For intra-reader reliability of the medical student, overall agreement (FAI/no FAI) was examined using Cohen’s Kappa, as well as the prevalence-adjusted bias-adjusted Kappa (PABAK). PABAK measures agreement beyond chance while taking into account both the prevalence of a positive finding and the bias of each measurement for reporting a positive finding. A PABAK of >0.60 was considered to indicate adequate reliability.
Results
The sample contained 65% women (n=31), was 62% Caucasian and 38% Chinese, and had a mean age of 38.3 years (SD=8.0). Hip pain in the past 12 months was reported by 42%. One hip had a fracture and was excluded, leaving 49 hips. The results are given in Table 2. When combining all three tests, the sensitivity was 0.83 and specificity was 0.87. For the individual tests, only the sensitivity for the cross-over sign was below 0.85 (0.50). There were 6 cases of cross-over; otherwise there was a balanced prevalence of positive and negative findings allowing for a more precise assessment.
TABLE 2.
Alpha Angle > 55 (CAM) | Lateral Centre Edge Angle > 40° (Pincer) | Cross-over Sign (Pincer) | 3 FAI signs combined | ||||||||||
---|---|---|---|---|---|---|---|---|---|---|---|---|---|
| |||||||||||||
Fellowship-trained MSK radiologist | Fellowship-trained MSK radiologist | Fellowship-trained MSK radiologist | Fellowship-trained MSK radiologist | ||||||||||
Yes | No | Total | Yes | No | Total | Yes | No | Total | Yes | No | Total | ||
|
|||||||||||||
Non-radiologist | Yes | 20 | 4 | 24 | 12 | 5 | 17 | 3 | 5 | 8 | 35 | 14 | 49 |
No | 3 | 22 | 25 | 1 | 31 | 32 | 3 | 38 | 41 | 7 | 91 | 98 | |
Total | 23 | 26 | 49 | 13 | 36 | 49 | 6 | 43 | 49 | 42 | 105 | 148 | |
|
|||||||||||||
Sensitivity | 0.87 | 0.92 | 0.50 | 0.83 | |||||||||
Specificity | 0.85 | 0.86 | 0.88 | 0.87 |
The Bland-Altman plots show the average value of the alpha angle (Figure 4) and LCEA (Figure 5) between the two readers for each subject, i.e., the theoretical true value, (x axis) against the difference between them. The dotted lines represent two SDs from the mean and the majority of the results in the study fall well within these lines.

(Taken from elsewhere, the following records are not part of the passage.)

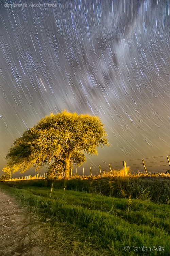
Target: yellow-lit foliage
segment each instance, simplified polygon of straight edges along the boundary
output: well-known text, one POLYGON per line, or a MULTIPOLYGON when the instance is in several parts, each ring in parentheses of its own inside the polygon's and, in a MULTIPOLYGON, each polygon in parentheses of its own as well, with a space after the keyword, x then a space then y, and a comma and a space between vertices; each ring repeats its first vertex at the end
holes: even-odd
POLYGON ((108 145, 106 135, 97 117, 66 111, 51 113, 14 141, 3 170, 23 173, 32 167, 39 170, 46 164, 52 172, 60 165, 63 177, 68 179, 73 165, 86 161, 84 153, 97 155, 99 145, 108 145))

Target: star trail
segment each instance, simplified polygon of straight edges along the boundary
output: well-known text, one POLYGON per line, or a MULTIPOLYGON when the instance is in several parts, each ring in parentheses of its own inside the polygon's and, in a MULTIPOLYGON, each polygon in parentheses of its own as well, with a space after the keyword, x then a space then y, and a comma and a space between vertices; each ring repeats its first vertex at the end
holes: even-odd
POLYGON ((13 140, 64 109, 105 124, 87 166, 169 155, 169 1, 0 5, 0 175, 13 140))

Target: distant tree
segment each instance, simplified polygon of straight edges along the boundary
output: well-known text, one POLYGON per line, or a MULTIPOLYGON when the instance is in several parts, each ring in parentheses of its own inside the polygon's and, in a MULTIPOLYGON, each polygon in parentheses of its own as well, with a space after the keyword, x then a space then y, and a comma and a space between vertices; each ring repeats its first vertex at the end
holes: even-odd
POLYGON ((97 148, 108 145, 106 132, 99 117, 64 111, 52 113, 27 129, 14 142, 3 170, 23 173, 47 164, 49 174, 62 172, 68 179, 73 165, 86 161, 84 153, 97 154, 97 148))
POLYGON ((0 181, 4 181, 11 179, 11 174, 3 174, 0 176, 0 181))

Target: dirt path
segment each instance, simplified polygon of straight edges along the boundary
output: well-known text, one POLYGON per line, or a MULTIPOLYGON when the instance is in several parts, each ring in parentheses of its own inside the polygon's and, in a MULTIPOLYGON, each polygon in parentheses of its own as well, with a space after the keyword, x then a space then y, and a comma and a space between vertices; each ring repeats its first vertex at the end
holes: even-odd
POLYGON ((52 249, 47 222, 36 217, 0 187, 0 256, 63 256, 52 249))

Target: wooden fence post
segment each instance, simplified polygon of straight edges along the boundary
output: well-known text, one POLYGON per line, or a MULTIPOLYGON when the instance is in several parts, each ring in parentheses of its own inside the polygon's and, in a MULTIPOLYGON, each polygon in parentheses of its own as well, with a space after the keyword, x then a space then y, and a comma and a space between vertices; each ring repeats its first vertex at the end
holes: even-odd
POLYGON ((124 175, 125 176, 127 176, 128 174, 127 173, 127 169, 126 166, 126 162, 124 161, 123 162, 123 169, 124 170, 124 175))
POLYGON ((101 179, 102 178, 102 173, 101 172, 101 169, 100 168, 100 166, 99 165, 99 168, 100 168, 100 177, 101 177, 101 179))
POLYGON ((144 164, 144 161, 143 159, 142 159, 142 161, 143 162, 143 166, 144 167, 144 170, 145 170, 145 171, 146 172, 146 173, 147 174, 147 176, 148 176, 148 172, 147 172, 147 169, 146 168, 146 167, 145 166, 145 165, 144 164))
POLYGON ((168 156, 167 156, 167 159, 168 159, 168 163, 169 164, 169 167, 170 167, 170 162, 169 161, 169 159, 168 158, 168 156))
POLYGON ((111 169, 111 174, 112 174, 112 177, 113 176, 113 174, 112 174, 112 168, 111 168, 111 165, 109 164, 109 166, 110 167, 110 169, 111 169))
POLYGON ((92 172, 91 171, 91 166, 90 167, 90 168, 91 176, 91 177, 92 177, 92 172))

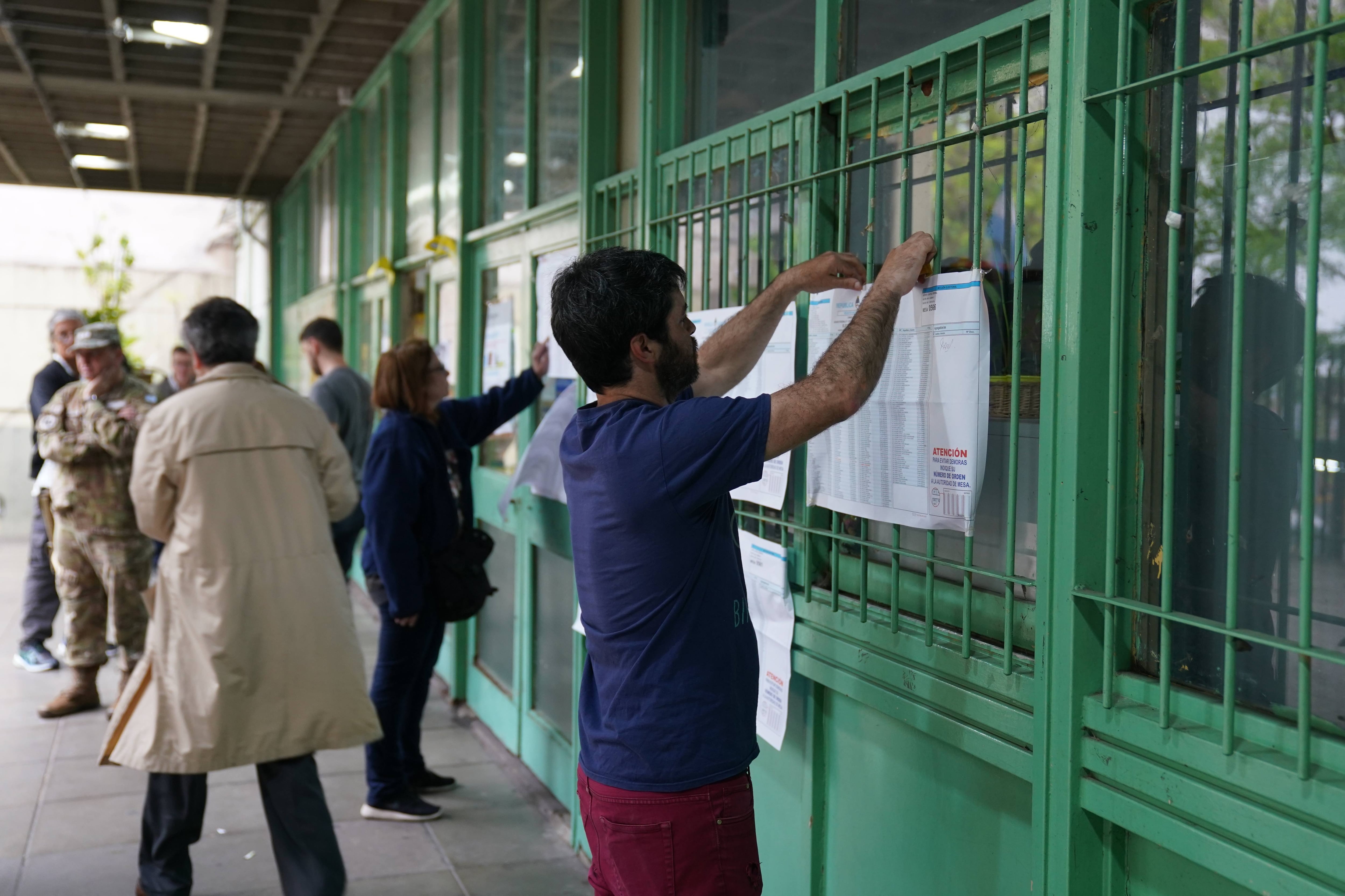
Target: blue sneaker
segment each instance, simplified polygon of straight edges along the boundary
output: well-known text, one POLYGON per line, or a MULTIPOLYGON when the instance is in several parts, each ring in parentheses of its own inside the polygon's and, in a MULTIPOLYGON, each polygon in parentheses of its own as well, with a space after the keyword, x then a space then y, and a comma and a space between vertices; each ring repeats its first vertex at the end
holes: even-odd
POLYGON ((42 644, 19 644, 13 665, 24 671, 51 671, 61 667, 51 651, 42 644))

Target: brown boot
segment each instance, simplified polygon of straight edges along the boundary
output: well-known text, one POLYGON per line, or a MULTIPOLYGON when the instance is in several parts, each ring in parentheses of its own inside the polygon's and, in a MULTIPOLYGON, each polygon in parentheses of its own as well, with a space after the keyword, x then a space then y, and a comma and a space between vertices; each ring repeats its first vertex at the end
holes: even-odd
POLYGON ((98 667, 74 666, 75 683, 56 694, 56 698, 38 710, 43 718, 59 718, 82 713, 86 709, 98 709, 98 667))

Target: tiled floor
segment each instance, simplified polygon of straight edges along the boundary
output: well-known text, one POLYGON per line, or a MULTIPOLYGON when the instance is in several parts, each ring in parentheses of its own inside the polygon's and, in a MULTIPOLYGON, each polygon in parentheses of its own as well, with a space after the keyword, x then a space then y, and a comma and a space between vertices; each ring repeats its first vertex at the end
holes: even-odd
MULTIPOLYGON (((8 663, 24 561, 24 544, 0 542, 0 896, 130 896, 145 778, 95 764, 102 713, 38 718, 36 706, 65 686, 67 674, 30 674, 8 663)), ((375 623, 362 607, 355 616, 371 663, 375 623)), ((100 685, 110 698, 110 666, 100 685)), ((360 819, 363 751, 317 755, 350 896, 592 892, 557 819, 560 805, 538 798, 541 784, 479 722, 455 717, 432 697, 424 745, 430 766, 461 786, 436 798, 447 817, 422 825, 360 819)), ((253 768, 214 772, 208 782, 206 834, 192 848, 194 892, 278 895, 253 768)))

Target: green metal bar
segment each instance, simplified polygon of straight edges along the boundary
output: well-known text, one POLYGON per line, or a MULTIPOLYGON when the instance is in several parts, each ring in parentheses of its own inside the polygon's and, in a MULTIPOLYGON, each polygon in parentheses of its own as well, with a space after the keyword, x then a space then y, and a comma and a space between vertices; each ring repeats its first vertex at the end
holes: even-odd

The intra-rater overall kappa value was 0.72 and overall PABAK value was 0.76. For the individual tests, intra-rater ICC for the alpha angle was 0.97 and for the LCEA was 0.87. For the crossover test, kappa was 0.58.
Discussion
This study provides evidence that a non-radiologist can accurately read FAI radiographic signs with minimal training. Symptomatic FAI is a prevalent problem seen by a variety of MSK clinicians. The diagnosis, often delayed by 1 to 2 years[6], hinges on the interpretation of the radiograph [16]. Early diagnosis of FAI and minimally invasive interventions could prevent progression to hip OA and the growing number of THR procedures, especially in those < 55 years.
The results are encouraging given that the FAI radiographic signs can be subtle and challenging to measure. The overall sensitivity for the presence or absence of FAI was 0.83 and specificity was 0.87. For the individual tests, the alpha angle and LCEA, the most commonly reported FAI signs for CAM and pincer, respectively had good validity. The crossover sign had acceptable sensitivity, but specificity was 0.50; precision may have been effected by low numbers (6 cases)
Repeated measurements will rarely agree exactly, therefore it is important to know by how much the new method is likely to differ from the established. If this is not enough to cause problems in clinical interpretation and effect decisions on patient management, the new method can replace the established [15]. The Bland-Altman plots which provide limits of agreement in the units of the measurement shed light on this. For the alpha angle, there is evidence that the mean alpha angle of normal hips (<50 degrees) is substantially lower (20–40 degrees [2,17]) than whose with symptomatic cam FAI. The Bland-Altman plots from our data for alpha angle (Figure 1) show that for the vast majority, the scores of the two readers are within 10 degrees of each other. The limits of agreement for the difference in readings for the LCEA are smaller, with the majority within 3–4 degrees, again likely sufficient to classify patients into pincer FAI or not.
Evaluation of the cross-over sign was not well-validated. There were only six cases of cross-over sign present, but of these, three were missed and were consequently false negatives. Technical challenges including susceptibility to poor image quality and inadequate standardization of patient positioning make the cross-over sign less reproducible [18], and may have effected results.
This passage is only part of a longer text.